# (Closed) Jacques is crafting a stone lion dog!



## D i a (Apr 24, 2020)

*I'm not accepting any more visitors at this point. If you have been given a dodo code, the gate will stay open until he stops crafting. Thank you everyone!*

Hi all! Jacques is crafting a stone lion dog at the moment. No tips necessary but certainly always appreciated! If you feel like it, some bells, or something off my wishlist would be cool!

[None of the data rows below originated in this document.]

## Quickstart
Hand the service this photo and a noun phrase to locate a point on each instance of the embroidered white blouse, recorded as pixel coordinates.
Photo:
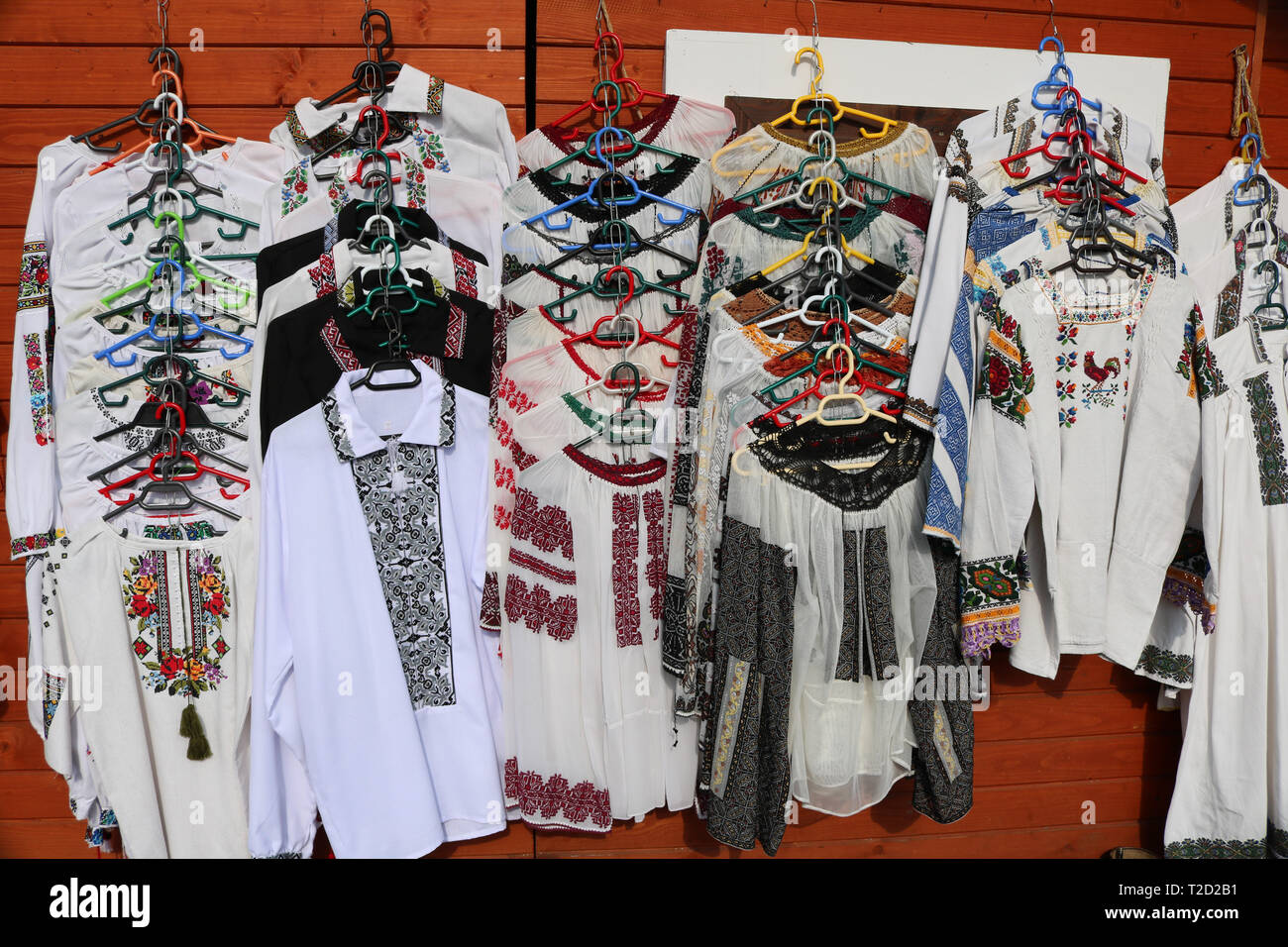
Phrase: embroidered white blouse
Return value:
(1086, 405)
(168, 624)
(376, 698)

****Jacques is located on the left side of my island. I have placed plane patterns to follow! Please don't pick flowers, and please leave via airport. Post and I'll send a dodo!****


----------



## Tsukuri_Yukimura (Apr 24, 2020)

Mind if I stop by? I actually need that DIY for my Museum area


----------



## Lunova (Apr 24, 2020)

Could I come a bit later, like 20 30 minutes?


----------



## audtt (Apr 24, 2020)

can i visit?


----------



## amemome (Apr 24, 2020)

Hi, may I visit?


----------



## audtt (Apr 24, 2020)

o


audtt said:


> can i visit?


oooo i have the blue/yellow elephant slide


----------



## Hobowire (Apr 24, 2020)

Hello, may I visit?


----------



## niconii (Apr 24, 2020)

Hi! Can I come visit? 

Edit: Just saw your wishlist and I'll bring an old sewing machine, the train set and book stands!


----------



## D i a (Apr 24, 2020)

Lunova said:


> Could I come a bit later, like 20 30 minutes?


Sure, as long as he's still at it! Just repost here for me when you're ready.

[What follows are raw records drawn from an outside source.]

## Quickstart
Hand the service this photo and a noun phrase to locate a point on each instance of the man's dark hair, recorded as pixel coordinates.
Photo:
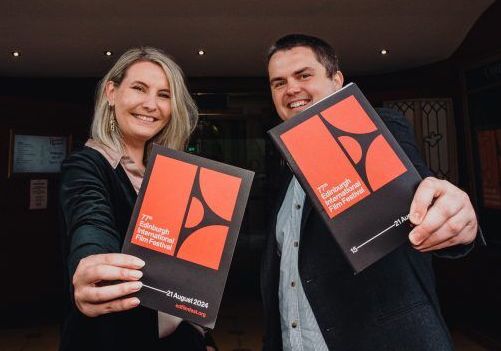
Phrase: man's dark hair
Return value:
(324, 53)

My boss just called, sorry for the hold up guys. Sending dodos now.


----------



## Ferluna93 (Apr 24, 2020)

Hello, May I visit?


----------



## Hungryyy (Apr 24, 2020)

Heya still accepting people?


----------



## Jazminur (Apr 24, 2020)

Can I stop by?


----------



## Lunova (Apr 24, 2020)

Hia I'm back now!


----------



## MardyBum (Apr 24, 2020)

Is hes still crafting, I'd love to come


----------



## bobthecat (Apr 24, 2020)

Please may I come? ign is Jenny 

Edit: just checked and have 2 of ur wishlist items


----------



## Aaren (Apr 24, 2020)

Hello! I would also like to join you, if he is still crafting it and if you have room!


----------



## ayla<3 (Apr 24, 2020)

can i come ? :3


----------



## AccfSally (Apr 24, 2020)

Is he still crafting it? I can make a windflower fan or two for you.


----------



## AppleCat (Apr 24, 2020)

Can I visit?  I have a few things on your wishlist I can give, if you give me a min I can get even more from Nook Shopping


----------



## Glockachu (Apr 24, 2020)

Hi! May I come? Will bring a few items on your wishlist. Thanks!


----------



## shasha (Apr 24, 2020)

I’d love to come by if this is still available


----------



## Rakugaki (Apr 24, 2020)

Hi i will bring u the blue rocket lamp!


----------



## jcar (Apr 24, 2020)

Hi! I'd like to visit if he is still crafting! thanks


----------



## samanthawbu (Apr 24, 2020)

Could I come if he is still crafting? I have the shells beach towel!


----------



## Baroque (Apr 24, 2020)

Might I come along as well? Don’t have anything in your wishlist but I can bring some Bells!


----------



## ProfessorMiku (Apr 24, 2020)

I'd love to come with tip please!


----------



## MayorGong (Apr 24, 2020)

Hi! May I visit? ^^


----------



## Adnilebq (Apr 24, 2020)

Hi can I come?


----------



## Tayeb (Apr 24, 2020)

may i come please?


----------



## Robertoh123456 (Apr 24, 2020)

Can i visit


----------



## D i a (Apr 24, 2020)

Robertoh123456 said:


> Can i visit


Sorry, I'm closing up. Maybe another time!


----------



## Robertoh123456 (Apr 24, 2020)

Ok


----------